Keller’s PCA broke with the mainline denomination, and is experiencing modest growth. It’s only fitting that Princeton Theological Seminary would give an award for “public witness” to a renowned and respected Reformed theologian who is part of a growing church. But it also makes sense that those who would rather the church meld with the world and not witness Christ (this is why the PCUSA lost 22 percent of its membership between 2000 and 2010) become upset when the actual life-giving Gospel is preached.
It offends their ears and convicts them.
Craig Barnes, the seminary’s president, wrote that Keller will still lecture on “Lesslie Newbigin and the mission of the church — not on ordination.” Perhaps they will react the same way the Sanhedrin did when Stephen preached.
When they heard these things they were cut to the heart, and they gnashed at him with their teeth. But he, being full of the Holy Spirit, gazed into heaven and saw the glory of God, and Jesus standing at the right hand of God, and said, “Look! I see the heavens opened and the Son of Man standing at the right hand of God!”

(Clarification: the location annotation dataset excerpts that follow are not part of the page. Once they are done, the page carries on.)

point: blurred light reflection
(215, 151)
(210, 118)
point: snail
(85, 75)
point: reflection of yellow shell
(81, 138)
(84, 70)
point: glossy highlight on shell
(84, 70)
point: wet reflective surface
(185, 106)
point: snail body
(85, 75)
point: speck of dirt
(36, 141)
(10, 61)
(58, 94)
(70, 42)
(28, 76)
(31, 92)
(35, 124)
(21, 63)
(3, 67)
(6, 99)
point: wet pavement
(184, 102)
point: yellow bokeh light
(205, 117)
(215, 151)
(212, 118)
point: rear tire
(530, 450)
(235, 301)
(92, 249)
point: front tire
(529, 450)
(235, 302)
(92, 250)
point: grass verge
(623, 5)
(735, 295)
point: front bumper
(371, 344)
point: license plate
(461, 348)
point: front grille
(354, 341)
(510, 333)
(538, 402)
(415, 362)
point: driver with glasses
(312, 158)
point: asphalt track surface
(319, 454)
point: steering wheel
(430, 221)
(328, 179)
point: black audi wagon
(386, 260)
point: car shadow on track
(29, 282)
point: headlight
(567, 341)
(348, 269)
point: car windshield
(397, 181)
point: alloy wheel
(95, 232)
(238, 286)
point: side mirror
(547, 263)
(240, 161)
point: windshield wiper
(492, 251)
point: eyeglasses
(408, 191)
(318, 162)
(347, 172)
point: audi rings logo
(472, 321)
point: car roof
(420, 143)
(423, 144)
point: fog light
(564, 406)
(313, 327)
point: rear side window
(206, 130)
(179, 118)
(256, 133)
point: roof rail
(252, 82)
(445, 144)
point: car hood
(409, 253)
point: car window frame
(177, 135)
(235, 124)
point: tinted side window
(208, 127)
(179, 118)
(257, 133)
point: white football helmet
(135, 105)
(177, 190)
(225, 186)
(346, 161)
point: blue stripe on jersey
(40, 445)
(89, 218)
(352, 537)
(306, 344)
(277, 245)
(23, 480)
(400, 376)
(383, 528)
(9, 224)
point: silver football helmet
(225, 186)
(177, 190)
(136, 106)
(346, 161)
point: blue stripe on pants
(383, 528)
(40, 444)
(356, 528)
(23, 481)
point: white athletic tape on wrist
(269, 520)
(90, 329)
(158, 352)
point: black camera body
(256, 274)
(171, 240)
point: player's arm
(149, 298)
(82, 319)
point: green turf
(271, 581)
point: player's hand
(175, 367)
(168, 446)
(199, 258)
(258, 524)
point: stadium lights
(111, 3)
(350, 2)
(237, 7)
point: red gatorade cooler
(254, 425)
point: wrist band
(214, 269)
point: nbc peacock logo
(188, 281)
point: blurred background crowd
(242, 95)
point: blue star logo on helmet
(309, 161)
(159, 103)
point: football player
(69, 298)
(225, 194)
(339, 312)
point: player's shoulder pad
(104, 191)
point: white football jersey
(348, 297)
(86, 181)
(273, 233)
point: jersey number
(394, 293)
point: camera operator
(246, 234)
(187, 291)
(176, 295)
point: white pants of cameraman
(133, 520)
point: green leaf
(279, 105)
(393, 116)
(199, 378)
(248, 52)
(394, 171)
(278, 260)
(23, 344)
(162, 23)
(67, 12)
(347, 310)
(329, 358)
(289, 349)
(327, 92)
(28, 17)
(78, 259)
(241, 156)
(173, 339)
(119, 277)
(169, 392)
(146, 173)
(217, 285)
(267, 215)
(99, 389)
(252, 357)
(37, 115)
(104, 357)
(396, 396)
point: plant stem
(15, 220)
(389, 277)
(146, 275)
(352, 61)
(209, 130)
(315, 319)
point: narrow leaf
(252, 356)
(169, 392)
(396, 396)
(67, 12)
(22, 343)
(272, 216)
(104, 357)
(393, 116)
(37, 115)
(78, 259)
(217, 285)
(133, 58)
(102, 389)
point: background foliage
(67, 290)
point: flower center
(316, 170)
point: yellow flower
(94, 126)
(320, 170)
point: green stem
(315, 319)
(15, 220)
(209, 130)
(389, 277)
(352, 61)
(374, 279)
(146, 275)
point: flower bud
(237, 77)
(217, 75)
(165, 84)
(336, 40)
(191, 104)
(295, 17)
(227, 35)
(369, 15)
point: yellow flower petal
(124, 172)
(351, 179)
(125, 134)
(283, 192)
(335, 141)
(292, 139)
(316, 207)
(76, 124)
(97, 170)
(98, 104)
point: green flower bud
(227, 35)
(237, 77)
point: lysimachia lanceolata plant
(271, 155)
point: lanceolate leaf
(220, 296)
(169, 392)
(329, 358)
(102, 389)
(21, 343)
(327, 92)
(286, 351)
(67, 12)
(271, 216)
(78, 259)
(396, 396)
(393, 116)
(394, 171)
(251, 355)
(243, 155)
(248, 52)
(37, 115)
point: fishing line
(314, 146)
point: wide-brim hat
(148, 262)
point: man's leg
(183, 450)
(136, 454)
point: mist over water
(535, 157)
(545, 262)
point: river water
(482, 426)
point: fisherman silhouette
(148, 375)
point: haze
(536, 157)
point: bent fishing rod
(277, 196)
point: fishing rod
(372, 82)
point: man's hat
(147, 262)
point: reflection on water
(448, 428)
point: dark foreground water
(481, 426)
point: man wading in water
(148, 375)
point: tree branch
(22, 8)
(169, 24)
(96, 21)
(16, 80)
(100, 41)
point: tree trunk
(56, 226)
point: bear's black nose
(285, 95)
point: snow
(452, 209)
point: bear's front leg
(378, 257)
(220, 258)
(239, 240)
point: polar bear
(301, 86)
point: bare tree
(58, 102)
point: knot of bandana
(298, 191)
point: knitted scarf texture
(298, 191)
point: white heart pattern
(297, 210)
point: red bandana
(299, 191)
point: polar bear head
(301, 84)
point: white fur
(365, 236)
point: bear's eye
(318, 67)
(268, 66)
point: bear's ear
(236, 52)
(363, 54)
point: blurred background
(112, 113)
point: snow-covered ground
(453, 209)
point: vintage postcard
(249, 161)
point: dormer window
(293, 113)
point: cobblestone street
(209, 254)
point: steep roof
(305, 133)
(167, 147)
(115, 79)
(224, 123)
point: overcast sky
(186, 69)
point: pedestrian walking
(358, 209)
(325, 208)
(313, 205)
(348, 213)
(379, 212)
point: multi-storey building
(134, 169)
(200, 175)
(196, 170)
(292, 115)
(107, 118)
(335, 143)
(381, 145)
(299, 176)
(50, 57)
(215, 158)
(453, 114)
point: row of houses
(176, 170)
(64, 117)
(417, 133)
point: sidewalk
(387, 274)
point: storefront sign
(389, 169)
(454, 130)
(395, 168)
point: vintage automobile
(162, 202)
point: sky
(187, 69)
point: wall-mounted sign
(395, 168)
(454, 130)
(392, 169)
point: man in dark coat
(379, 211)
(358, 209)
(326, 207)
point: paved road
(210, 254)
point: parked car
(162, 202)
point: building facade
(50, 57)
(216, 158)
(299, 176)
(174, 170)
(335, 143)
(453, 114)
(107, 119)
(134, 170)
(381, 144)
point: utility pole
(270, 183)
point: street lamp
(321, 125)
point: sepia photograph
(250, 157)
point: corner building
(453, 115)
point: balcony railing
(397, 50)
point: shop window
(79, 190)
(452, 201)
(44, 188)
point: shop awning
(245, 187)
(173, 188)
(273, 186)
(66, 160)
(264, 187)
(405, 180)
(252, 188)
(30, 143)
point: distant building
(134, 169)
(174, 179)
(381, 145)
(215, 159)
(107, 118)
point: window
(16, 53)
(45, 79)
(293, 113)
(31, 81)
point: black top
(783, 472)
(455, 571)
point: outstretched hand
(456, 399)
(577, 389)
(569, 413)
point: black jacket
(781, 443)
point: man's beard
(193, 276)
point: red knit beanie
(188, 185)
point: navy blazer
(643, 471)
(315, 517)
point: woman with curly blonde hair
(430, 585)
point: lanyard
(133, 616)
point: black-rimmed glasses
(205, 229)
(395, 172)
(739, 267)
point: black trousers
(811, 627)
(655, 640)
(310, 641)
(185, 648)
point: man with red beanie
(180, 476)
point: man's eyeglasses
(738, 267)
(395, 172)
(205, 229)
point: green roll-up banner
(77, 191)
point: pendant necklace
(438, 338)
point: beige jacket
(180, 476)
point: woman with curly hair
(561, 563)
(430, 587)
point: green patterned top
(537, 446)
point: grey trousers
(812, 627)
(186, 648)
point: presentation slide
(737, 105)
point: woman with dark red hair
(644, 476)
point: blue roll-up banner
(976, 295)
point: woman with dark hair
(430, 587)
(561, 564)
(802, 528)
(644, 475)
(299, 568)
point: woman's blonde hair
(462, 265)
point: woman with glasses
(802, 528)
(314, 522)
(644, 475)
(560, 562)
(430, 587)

Then they cried out with a loud voice, stopped their ears, and ran at him with one accord; and they cast him out of the city and stoned him. And the witnesses laid down their clothes at the feet of a young man named Saul. And they stoned Stephen as he was calling on God and saying, “Lord Jesus, receive my spirit.” Then he knelt down and cried out with a loud voice, “Lord, do not charge them with this sin.” And when he had said this, he fell asleep.